要查看这个项目是如何组织的，只需在终端中使用tree命令：

$ tree

.

├── input

│   ├── cat.mp4

│   └── race.mp4

├── output

│   ├── cat_output.avi

│   └── race_output.avi

├── mobilenet_ssd

│   ├── MobileNetSSD_deploy.caffemodel

│   └── MobileNetSSD_deploy.prototxt

└── track_object.py



3 directories, 7 files

我们有三个目录：

input / ：包含用于目标跟踪的输入视频。

output/ ：我们处理过的视频。在处理过的视频中，被跟踪的物体使用框和标签进行注释。

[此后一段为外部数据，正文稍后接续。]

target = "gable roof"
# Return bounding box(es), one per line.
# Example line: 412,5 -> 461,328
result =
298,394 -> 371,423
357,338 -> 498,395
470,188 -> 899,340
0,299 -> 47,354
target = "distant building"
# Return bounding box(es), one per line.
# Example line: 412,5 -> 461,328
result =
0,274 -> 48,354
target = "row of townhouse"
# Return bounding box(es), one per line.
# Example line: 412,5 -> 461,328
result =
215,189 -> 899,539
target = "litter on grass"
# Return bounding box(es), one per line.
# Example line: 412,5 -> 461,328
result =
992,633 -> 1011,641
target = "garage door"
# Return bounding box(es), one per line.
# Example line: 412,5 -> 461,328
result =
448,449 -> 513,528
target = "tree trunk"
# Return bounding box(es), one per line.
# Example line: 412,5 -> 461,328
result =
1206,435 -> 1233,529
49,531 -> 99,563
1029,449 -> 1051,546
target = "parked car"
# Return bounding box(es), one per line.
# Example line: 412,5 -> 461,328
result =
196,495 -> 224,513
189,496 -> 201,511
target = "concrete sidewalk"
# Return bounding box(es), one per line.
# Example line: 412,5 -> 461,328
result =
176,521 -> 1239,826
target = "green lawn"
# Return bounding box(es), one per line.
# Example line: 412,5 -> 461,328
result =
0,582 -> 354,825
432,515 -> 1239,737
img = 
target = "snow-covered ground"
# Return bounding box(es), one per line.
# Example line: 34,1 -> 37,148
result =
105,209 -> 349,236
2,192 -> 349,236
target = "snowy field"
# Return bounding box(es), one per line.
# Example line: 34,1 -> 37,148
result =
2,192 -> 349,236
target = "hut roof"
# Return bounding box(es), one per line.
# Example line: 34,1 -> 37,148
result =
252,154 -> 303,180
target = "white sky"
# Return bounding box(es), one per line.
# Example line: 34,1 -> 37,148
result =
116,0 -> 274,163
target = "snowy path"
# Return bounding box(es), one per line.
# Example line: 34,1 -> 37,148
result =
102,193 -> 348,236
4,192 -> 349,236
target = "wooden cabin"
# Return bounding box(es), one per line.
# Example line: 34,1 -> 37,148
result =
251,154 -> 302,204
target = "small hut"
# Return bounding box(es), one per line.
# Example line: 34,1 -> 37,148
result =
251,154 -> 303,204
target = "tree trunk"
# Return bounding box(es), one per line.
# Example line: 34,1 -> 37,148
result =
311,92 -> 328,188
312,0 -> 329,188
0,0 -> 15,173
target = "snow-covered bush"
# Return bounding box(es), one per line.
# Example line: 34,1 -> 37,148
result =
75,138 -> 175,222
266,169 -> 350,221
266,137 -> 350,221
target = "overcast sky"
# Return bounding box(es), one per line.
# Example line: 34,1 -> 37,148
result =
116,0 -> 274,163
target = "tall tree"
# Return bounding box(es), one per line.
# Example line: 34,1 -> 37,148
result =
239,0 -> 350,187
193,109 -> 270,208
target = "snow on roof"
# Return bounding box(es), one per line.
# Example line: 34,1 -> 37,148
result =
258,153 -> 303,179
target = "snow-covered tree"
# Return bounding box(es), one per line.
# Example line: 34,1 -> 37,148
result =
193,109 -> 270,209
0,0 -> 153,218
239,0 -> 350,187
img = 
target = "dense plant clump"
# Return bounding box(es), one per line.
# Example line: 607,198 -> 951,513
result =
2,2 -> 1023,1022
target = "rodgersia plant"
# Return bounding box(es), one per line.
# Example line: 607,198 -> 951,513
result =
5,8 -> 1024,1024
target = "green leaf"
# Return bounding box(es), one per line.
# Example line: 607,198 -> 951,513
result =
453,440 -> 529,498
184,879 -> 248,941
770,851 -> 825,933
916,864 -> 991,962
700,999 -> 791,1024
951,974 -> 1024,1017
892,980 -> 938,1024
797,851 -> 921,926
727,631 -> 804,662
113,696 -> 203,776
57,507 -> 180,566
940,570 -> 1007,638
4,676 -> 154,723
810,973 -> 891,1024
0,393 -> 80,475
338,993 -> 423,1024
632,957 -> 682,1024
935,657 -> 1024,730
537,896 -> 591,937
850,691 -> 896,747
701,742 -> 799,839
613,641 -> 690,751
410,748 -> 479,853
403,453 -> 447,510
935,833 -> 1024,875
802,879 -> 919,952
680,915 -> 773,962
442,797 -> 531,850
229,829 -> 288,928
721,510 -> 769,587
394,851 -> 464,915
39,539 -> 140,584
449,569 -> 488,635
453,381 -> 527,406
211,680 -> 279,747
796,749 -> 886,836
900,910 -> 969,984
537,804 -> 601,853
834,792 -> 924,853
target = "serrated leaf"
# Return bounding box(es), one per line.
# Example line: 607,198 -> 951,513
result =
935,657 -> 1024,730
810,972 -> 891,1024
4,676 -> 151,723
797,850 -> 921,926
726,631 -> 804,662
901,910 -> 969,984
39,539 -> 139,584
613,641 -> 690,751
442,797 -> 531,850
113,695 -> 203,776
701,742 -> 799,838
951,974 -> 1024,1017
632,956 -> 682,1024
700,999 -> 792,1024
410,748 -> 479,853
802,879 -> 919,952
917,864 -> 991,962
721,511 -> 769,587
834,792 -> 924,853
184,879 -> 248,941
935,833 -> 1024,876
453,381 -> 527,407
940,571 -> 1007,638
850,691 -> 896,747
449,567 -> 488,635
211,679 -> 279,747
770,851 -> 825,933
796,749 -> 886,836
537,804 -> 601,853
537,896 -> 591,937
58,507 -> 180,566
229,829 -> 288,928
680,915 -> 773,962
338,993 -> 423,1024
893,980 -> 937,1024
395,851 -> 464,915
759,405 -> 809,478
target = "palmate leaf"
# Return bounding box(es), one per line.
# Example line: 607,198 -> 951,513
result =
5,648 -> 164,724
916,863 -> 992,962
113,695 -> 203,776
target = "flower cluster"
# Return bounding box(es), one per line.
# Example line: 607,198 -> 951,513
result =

mobilenet_ssd / ：Caffe CNN模型文件包含在此目录中。

今天我们将回顾一个Python脚本： track_object .py 。

实现我们的dlib目标跟踪器

让我们继续使用dlib实现我们的目标跟踪器。

打开 track_object .py 并插入以下代码：

# import the necessary packages

from imutils.video import FPS

import numpy as np

import argparse

import imutils

import dlib

import cv2

在这里我们导入我们所需的包如dlib、imutils和OpenCV。

接下来，让我们解析一下命令行参数

# construct the argument parse and parse the arguments

ap = argparse.ArgumentParser()

ap.add_argument("-p", "--prototxt", required=True,

	help="path to Caffe 'deploy' prototxt file")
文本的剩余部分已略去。